Current CEO Pat Gelsinger is an engineer at heart with decades of processor design experience. He has a deep understanding of what it takes to produce successful chips in Intel’s target markets, his leadership style earns industry-leading reviews from Intel’s workers and the company’s culture is turning back to rewarding innovation.
Ironing out kinks in the design and production process that earlier teams left behind is taking some time because of the semiconductor industry’s lengthy development pipelines and costly chip-making machinery. Gelsinger is now two years into his turnaround efforts, and investors should start seeing tangible results within a year or two.
Meanwhile, on multiple valuation measures, Intel’s stock is trading below its 10-year and five-year averages. On top of that, the stock was recently offering a fat dividend yield of 5.2%. Long-term investors might want to take a closer look at Intel. (The Motley Fool owns shares of and has recommended Intel stock and options.)
Ask the Fool
Q. What are “unrealized gains”? – N.H., Maryville, Tennessee
A. After you make an investment, it will often rise or fall in value, giving you a gain or loss. You “realize” the gain or loss when you sell it. Until then, it’s “unrealized.”
For example, if you bought 100 shares of Buzzy’s Broccoli Beer (ticker: BRRRP) for $2,000 and they’re now worth $3,000, you have an unrealized gain of $1,000. You might be sitting on huge unrealized gains from some great stocks, but until you actually sell the shares, you haven’t reaped, or realized, those gains – and they might shrink (or grow) by the time you sell them.
Unrealized gains are gains in theory only. Another term for them is “paper profits.”

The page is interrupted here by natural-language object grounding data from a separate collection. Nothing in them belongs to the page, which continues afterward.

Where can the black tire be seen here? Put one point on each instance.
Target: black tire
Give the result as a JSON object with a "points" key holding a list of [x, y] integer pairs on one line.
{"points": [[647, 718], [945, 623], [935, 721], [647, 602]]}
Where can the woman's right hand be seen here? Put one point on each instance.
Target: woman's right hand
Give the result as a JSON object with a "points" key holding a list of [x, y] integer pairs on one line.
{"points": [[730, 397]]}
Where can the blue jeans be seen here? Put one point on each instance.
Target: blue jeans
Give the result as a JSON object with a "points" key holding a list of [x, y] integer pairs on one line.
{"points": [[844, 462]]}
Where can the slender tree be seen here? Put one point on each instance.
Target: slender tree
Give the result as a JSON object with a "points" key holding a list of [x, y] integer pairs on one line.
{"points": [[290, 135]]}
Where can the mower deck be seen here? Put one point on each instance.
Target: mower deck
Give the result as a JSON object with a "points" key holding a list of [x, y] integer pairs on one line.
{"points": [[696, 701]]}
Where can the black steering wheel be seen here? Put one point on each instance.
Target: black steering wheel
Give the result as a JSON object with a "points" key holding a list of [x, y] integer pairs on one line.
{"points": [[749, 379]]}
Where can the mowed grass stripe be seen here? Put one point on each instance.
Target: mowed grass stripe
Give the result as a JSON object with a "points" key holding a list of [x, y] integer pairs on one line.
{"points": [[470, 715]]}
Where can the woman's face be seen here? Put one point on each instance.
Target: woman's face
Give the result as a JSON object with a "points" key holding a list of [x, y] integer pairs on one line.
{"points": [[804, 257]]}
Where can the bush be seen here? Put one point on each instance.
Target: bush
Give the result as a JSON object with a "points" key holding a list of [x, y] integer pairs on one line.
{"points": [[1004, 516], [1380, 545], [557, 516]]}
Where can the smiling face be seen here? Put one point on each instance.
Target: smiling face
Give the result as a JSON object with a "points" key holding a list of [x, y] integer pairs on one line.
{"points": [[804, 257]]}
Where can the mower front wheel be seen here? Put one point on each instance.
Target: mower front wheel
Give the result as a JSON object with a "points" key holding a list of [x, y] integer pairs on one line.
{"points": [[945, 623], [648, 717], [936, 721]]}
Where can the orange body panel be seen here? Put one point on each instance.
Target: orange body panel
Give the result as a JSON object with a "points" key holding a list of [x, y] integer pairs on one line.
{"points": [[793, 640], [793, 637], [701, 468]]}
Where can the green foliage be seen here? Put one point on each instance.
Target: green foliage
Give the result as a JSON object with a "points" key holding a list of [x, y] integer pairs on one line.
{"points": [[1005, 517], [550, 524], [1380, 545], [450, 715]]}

Q. I’m thinking of selling a stock that pays no dividend and a stock that hasn’t grown much since I bought it last year. Would it be worth moving that money into CDs? – T.D., Philadelphia
A. Stocks are arguably the most profitable long-term investments for most people; certificates of deposit, known as CDs, with interest rates that have been very low for many years, have been best for shorter-term investments. But interest rates have risen recently, and some CDs are offering 4.5%. If you don’t think your stocks will do much better than that, do consider CDs.
But you might want to hold those stocks if the companies seem to be performing well, increasing their revenue and earnings over time. Dividends are terrific, but many great companies pay small or no dividends, especially if they’re reinvesting profits to further their growth. And lots of strong stocks will head south or be stagnant for a while – especially when the overall market experiences a downturn.
My dumbest investment
My worst investment? I would say poor timing. Like many who have written in, I have often sold too soon or held on for the wrong reasons. I have sold shares of Intuitive Surgical, Salesforce.com, Facebook (now Meta Platforms) and many others way before their time just because they stagnated for a while and I felt the urge to DO SOMETHING. Meanwhile, I inherited shares of another stock and I hung on too long out of affection for my grandfather. I guess my lessons are to hold forever if the reason you bought is still true, and not to hold a stock for sentimental reasons. – B.C., online
The Fool responds: Those are excellent lessons, learned from common mistakes. For best investing results, it’s important to learn to manage your emotions. Many people sell in a panic when the stock market drops or buy shares of hot stocks impulsively without considering whether they’re overvalued, or sell just because a stock has stalled and they’re impatient for gains.
A quote often attributed to super investor Warren Buffett says: “The trick is, when there is nothing to do, do nothing.” That’s hard to do, but if the company in which you’re invested is chugging along and not facing intractable problems, it’s often best to hang on for many years. Patience is another critical investing virtue.